Bélanger’s barn also houses three pigs and a flock of sheep. Because most Chantecler were raised on mixed farms, they have better disease resistance and foraging ability, among other things, explains Silversides. This is why this breed, unlike current hybrid varieties, is better adapted to such an environment. They don’t require strict biosecurity protocols that restrict one species per unit.
NUMBERS ARE DOWN
There is quite a learning curve involved in going from a small 42-egg hatcher to one that contains 750 eggs, explains Bélanger. “I can hardly imagine what it’s going to be like once we start with the ones that can hold up to 3,200 eggs!”
Bélanger goes on to explain that they’ve been asked to comply with industry regulations from the get-go, but the race has more or less returned to its natural state as producers switched to more performing hybrids.
“Very little selection was been made in the past 50 years and producers are finding it challenging to meet the goal of having a uniform flock that averages 200 eggs a year, even though the standard established for the breed is 225 eggs per bird.”
He estimates it will take a good three years, or six generations, to get the breed back on track to meet the target of 8,000 dozen eggs per year, using 500 layer hens.
Bélanger is aiming to finish the birds at about the same weight of a conventional chicken. The target weight for males will be 2.1 to 2.2 kilograms at 18 weeks and between 1.7 to 1.9 kilograms for the females, at 20 weeks. All 10 Chantecler producers’ goal is to produce roughly 20,000 birds, per year, as allocated by the federations.
Dr. Silversides isn’t surprised Bélanger’s layers aren’t performing to Brother Wilfrid’s standards. He says this is an example of natural rather than artificial selection. “If you take away the selection, the breed will find an ideal body weight and an ideal number of eggs which are different from what we want.”
He thinks Bélanger won’t have any problem achieving his goals within that time frame. He cautions producers of over-selecting the birds to the point that they resemble broilers. “If they do, then what’s the point?” he says. n
|Federations supportive of the project|
Saving a breed from extinction doesn’t happen overnight. “It’s a long-term project,” explains Martin Dufresne, president of Les Éleveurs de volailles du Québec. He says the Chantecler producers are in the start-up phase, and are probably facing a few hurdles. What’s more, the breed isn’t known for its performance so it comes as no surprise that things aren’t progressing as quickly as they had hoped.
Ten producers, from various regions in Quebec, were given the right to produce the Chantecler. So far, each operator has been hatching his or her own eggs and producing meat birds as well as eggs, according to the breeding plan outlined by Dr. Fred Silversides, a poultry research scientist with Agriculture and Agri-Food Canada who produced a report to help save endangered species in the 1970s. They feel it’s the best way to reduce the risk of disease or anything else going wrong.
“They will have an expensive product, which will require a good marketing strategy to cater to an upscale niche market,” says Dufresne. He feels the heritage breed federation’s plan to save the Chantecler is serious and well structured. If demand takes off, production of the Chantecler would be handled like any other breed, and would have to comply with regulations, and follow supply management guidelines.

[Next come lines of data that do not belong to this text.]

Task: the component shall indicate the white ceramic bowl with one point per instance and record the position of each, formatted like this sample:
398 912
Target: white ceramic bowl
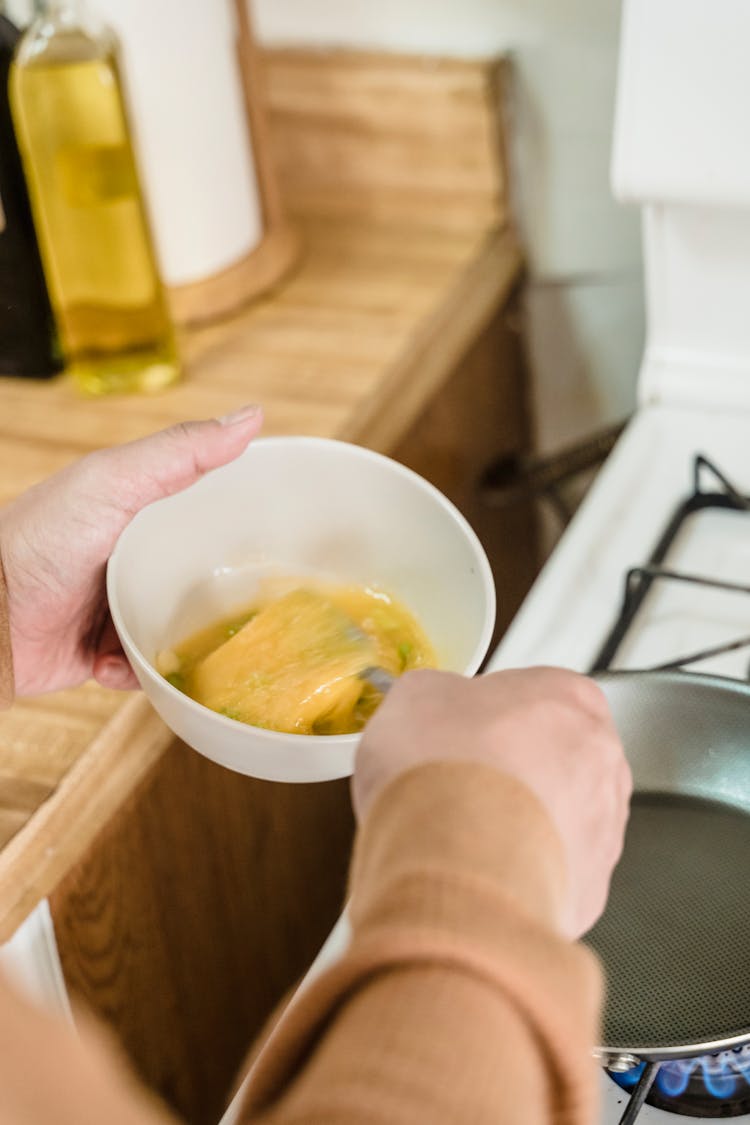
292 506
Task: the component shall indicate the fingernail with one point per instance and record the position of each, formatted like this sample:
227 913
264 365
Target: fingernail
251 411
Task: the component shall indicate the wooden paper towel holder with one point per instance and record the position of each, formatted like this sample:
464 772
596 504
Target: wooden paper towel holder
222 294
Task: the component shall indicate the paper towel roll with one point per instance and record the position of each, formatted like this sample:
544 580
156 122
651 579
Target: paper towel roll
191 133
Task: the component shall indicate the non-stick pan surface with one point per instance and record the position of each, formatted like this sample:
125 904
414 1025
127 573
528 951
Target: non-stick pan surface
675 938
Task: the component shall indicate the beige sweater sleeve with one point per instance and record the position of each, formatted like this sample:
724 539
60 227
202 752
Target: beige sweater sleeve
6 656
458 1000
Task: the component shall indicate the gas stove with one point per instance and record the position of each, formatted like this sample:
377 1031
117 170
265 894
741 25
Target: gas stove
654 573
654 570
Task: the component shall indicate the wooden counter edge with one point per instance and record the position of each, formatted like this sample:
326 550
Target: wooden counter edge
130 743
62 829
419 372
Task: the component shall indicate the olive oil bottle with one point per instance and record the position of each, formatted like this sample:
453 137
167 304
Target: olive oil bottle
28 343
71 122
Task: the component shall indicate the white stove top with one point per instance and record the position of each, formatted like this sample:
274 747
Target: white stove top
577 599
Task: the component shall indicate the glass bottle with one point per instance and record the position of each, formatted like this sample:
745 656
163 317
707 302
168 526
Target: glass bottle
28 343
71 122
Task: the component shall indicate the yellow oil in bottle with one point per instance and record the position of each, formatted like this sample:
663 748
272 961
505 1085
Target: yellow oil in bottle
91 224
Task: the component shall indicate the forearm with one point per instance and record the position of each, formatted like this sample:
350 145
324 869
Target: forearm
6 655
457 999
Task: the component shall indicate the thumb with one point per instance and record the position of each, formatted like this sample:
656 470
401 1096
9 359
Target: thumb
165 462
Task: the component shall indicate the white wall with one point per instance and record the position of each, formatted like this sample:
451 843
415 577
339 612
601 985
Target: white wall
584 250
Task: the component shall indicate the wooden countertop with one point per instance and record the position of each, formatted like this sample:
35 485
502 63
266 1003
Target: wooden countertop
352 347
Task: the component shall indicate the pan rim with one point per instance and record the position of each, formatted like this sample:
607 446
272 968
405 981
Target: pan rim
726 685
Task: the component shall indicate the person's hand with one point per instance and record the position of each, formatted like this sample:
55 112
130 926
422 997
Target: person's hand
55 540
548 728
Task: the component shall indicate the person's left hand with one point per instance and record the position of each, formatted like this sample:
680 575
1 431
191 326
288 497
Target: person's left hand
55 540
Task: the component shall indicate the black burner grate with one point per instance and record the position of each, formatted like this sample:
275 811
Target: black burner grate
716 1086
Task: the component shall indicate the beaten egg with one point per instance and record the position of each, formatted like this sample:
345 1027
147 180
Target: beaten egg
292 659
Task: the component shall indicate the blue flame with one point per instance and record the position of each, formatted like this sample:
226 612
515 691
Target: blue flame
674 1077
722 1074
719 1074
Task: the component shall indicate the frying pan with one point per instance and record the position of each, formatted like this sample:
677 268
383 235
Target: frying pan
675 938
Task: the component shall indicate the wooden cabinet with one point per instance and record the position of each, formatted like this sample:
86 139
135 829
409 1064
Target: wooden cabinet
187 899
209 893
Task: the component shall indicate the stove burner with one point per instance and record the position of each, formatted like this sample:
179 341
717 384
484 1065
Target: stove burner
715 1086
640 579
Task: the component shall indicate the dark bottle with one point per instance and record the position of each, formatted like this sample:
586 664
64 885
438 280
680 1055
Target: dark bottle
28 341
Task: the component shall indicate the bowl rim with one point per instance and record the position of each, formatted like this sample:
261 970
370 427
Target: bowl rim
199 709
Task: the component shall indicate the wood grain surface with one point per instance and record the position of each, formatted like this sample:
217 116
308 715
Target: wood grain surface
187 899
200 906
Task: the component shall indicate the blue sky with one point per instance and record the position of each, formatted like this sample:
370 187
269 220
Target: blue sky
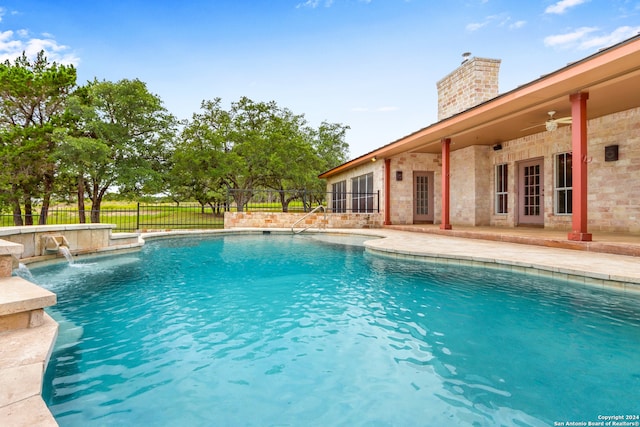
369 64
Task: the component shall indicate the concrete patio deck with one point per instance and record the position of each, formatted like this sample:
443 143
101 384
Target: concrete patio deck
603 242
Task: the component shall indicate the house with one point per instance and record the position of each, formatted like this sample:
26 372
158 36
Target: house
561 152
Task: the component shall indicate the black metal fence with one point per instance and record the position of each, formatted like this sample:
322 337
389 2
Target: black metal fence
147 216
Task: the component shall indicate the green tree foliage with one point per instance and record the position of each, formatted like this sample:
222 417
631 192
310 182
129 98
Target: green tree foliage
32 101
122 136
251 146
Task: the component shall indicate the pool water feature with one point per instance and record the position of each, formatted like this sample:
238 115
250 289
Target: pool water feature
291 330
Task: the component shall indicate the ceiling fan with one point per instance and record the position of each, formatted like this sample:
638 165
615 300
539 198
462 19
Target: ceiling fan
552 124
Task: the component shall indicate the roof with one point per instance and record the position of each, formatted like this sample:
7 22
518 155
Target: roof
611 77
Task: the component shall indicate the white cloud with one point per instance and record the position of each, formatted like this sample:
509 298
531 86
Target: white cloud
562 6
584 38
616 36
12 44
568 38
501 20
384 109
314 3
475 26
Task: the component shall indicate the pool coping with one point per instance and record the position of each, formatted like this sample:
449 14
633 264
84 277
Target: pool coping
587 268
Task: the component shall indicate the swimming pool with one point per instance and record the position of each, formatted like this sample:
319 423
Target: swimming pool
291 330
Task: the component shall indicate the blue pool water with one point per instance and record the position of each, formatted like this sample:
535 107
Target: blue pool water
268 330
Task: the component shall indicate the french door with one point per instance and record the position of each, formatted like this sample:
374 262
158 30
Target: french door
422 197
531 192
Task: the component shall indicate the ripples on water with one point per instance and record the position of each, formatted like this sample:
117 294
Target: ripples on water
279 330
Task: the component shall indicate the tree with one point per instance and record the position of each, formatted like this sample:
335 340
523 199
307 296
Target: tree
122 136
251 146
33 97
199 163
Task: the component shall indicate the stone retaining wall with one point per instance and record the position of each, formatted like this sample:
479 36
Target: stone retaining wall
314 220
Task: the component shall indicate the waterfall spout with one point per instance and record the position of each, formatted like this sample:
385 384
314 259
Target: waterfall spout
67 253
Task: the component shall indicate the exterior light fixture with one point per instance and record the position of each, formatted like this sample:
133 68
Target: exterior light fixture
551 125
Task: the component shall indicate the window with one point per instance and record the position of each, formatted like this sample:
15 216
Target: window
339 197
564 183
502 173
362 193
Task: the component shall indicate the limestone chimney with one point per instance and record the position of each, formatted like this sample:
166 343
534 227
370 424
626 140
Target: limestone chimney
473 83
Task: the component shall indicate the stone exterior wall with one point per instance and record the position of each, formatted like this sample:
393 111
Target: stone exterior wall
469 179
473 83
614 187
313 221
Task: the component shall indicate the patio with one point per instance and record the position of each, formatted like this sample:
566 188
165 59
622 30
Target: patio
603 242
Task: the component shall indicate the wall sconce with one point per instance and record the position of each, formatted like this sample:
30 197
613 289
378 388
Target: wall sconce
551 125
611 153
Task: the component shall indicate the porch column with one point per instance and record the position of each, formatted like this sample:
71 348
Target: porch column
446 150
579 167
387 191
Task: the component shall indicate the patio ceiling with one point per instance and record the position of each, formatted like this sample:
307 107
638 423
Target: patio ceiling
611 77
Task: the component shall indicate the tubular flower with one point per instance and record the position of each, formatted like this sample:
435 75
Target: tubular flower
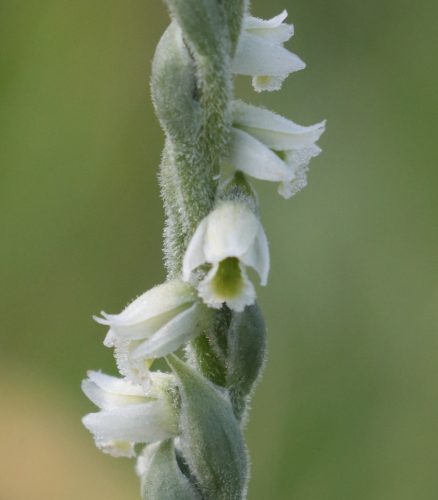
260 52
230 239
154 325
269 147
129 413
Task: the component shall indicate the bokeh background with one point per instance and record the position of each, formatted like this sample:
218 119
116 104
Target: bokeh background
347 408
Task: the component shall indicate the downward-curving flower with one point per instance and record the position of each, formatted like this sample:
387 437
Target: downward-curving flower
260 52
129 413
229 239
154 325
269 147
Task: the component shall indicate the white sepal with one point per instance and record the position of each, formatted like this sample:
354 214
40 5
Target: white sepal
129 413
272 29
153 325
229 239
269 147
260 52
273 130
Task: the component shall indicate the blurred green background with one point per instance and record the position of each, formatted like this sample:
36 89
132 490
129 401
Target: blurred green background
347 408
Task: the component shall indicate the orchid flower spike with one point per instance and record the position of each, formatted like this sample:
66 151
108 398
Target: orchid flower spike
230 239
154 325
269 147
260 52
129 413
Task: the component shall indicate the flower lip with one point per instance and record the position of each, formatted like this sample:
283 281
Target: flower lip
229 239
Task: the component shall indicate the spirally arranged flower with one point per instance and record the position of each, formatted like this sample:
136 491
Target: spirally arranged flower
154 325
260 52
129 413
269 147
229 239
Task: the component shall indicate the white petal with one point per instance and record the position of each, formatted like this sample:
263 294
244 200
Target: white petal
272 29
268 83
255 159
145 423
117 448
297 158
134 370
257 256
173 335
258 57
194 255
273 130
153 303
108 392
231 229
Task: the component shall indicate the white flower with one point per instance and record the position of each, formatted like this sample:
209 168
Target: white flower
229 239
129 413
260 52
269 147
153 325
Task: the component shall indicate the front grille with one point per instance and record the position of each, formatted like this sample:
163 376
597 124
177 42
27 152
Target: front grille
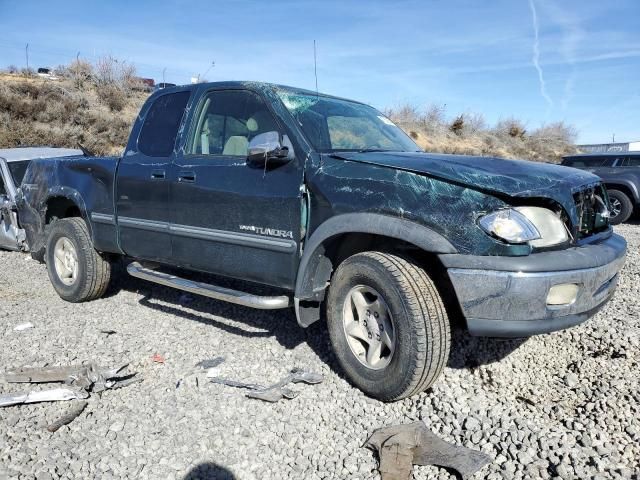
592 207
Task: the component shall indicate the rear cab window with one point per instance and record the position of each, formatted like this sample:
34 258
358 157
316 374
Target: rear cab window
227 121
589 162
160 128
631 161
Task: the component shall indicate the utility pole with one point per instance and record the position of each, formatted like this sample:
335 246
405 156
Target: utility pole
213 64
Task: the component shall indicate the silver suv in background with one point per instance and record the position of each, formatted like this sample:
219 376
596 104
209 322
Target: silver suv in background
620 172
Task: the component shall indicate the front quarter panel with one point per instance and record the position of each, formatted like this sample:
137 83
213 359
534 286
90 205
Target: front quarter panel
340 186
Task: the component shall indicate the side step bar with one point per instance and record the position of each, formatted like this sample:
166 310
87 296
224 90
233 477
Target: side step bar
213 291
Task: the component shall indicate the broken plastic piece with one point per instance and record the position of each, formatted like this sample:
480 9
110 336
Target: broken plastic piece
87 377
53 395
210 363
157 358
402 446
277 391
23 326
68 418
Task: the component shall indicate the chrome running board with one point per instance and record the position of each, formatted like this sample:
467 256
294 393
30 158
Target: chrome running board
135 269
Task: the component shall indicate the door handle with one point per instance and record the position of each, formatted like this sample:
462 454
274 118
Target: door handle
187 177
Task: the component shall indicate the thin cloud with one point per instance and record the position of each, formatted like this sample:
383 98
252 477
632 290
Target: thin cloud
536 55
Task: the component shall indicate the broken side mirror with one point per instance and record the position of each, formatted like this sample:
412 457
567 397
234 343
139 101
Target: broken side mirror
266 149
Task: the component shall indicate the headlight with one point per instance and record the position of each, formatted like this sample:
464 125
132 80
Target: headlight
538 226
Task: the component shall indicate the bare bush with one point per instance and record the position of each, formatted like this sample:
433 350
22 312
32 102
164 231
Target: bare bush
67 112
81 72
457 125
113 97
470 134
110 71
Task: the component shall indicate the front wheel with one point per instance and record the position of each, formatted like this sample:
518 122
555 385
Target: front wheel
77 272
388 325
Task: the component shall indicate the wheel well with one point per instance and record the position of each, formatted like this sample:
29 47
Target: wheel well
340 247
622 188
61 207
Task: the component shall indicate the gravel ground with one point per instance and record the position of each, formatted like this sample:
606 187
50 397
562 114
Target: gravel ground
563 405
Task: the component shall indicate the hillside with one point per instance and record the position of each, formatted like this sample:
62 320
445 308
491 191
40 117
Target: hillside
96 105
80 107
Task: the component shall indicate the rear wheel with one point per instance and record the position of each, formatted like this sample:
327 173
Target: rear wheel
77 272
388 325
621 207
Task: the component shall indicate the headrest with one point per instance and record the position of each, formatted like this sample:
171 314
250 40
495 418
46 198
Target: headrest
252 125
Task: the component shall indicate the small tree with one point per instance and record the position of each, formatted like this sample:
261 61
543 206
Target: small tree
457 125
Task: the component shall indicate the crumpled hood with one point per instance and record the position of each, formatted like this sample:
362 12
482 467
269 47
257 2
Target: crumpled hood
517 178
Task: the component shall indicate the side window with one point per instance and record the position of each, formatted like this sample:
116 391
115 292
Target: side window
160 129
631 162
227 122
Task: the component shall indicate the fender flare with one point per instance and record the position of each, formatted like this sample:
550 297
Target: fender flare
629 185
315 268
74 197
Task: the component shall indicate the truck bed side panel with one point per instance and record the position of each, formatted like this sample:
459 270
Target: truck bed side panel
85 181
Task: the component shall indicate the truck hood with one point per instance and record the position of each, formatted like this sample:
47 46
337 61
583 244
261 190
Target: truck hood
516 178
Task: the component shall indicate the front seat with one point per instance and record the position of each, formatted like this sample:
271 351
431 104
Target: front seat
236 145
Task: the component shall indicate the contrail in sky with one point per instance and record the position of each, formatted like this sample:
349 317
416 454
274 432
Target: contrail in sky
536 54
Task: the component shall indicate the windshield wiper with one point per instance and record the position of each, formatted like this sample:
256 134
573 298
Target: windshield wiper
370 150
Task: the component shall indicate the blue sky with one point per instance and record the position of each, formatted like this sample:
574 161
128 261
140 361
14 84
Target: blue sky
583 66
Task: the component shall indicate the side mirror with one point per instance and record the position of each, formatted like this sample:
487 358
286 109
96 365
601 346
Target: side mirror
266 148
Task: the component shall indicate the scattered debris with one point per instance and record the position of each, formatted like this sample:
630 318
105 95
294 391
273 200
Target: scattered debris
526 400
402 446
277 391
157 358
88 377
53 395
69 417
23 326
211 363
185 299
82 379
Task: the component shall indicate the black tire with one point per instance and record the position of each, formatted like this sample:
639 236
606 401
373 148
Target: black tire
419 320
93 272
620 202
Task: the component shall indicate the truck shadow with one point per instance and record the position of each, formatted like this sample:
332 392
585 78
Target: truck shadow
234 319
467 352
209 471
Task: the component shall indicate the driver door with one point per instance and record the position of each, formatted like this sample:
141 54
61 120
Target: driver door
229 216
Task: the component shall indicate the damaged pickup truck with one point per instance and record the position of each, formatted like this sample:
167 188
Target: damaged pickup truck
329 202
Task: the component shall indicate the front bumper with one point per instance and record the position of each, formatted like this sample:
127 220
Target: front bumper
507 296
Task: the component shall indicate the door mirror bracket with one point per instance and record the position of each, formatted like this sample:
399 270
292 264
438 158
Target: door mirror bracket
266 148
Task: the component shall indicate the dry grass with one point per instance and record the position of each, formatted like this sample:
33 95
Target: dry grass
469 134
81 107
95 105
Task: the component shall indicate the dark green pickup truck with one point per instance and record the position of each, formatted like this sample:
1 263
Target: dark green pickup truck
330 203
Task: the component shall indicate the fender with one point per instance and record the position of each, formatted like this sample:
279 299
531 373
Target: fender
315 268
628 184
36 236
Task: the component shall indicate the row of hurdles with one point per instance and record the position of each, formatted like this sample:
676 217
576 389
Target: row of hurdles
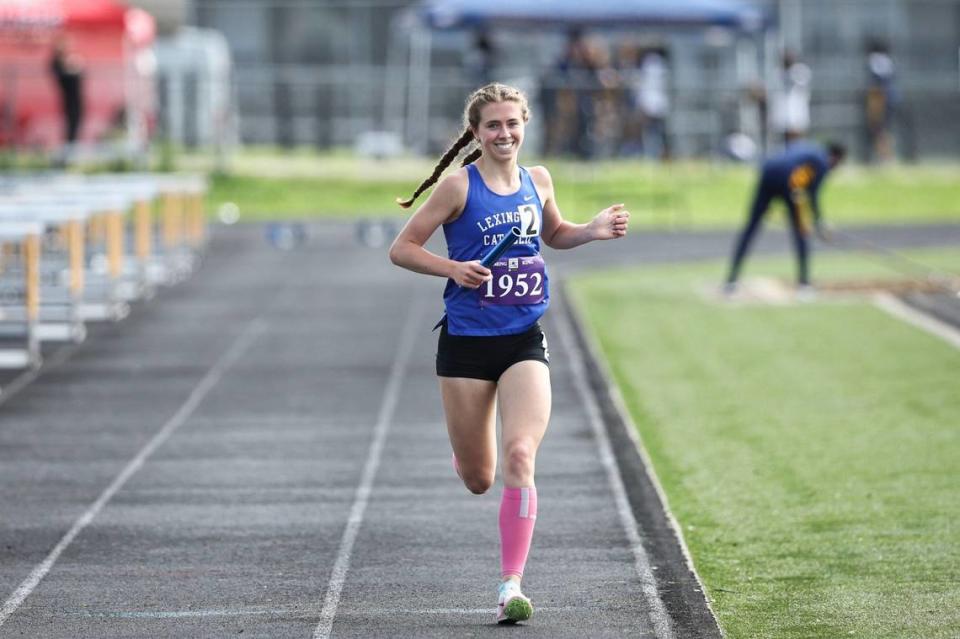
81 248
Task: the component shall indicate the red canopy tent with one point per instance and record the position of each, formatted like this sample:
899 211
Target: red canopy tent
113 43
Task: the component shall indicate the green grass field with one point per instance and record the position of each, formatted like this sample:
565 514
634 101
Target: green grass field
269 185
811 452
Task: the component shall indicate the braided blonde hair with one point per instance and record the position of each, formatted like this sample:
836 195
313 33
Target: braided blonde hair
489 94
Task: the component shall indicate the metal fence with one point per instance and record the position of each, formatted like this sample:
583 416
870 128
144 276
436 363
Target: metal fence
328 73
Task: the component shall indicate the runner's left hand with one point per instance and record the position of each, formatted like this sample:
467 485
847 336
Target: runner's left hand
610 223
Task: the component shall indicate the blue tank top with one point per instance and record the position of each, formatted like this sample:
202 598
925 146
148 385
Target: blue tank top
520 293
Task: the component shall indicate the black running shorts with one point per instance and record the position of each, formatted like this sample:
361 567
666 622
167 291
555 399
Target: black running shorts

“We took exceptional measures to save the Chantecler because we felt it would be cost prohibitive if producers had to pay for quota for an inefficient bird,” explains Dufresne. “Producers are well aware, however, that things would change if there proves to be an increasing market demand for the product, and that wouldn’t be a bad thing in itself. The project would never have been able to materialize without help on our part.”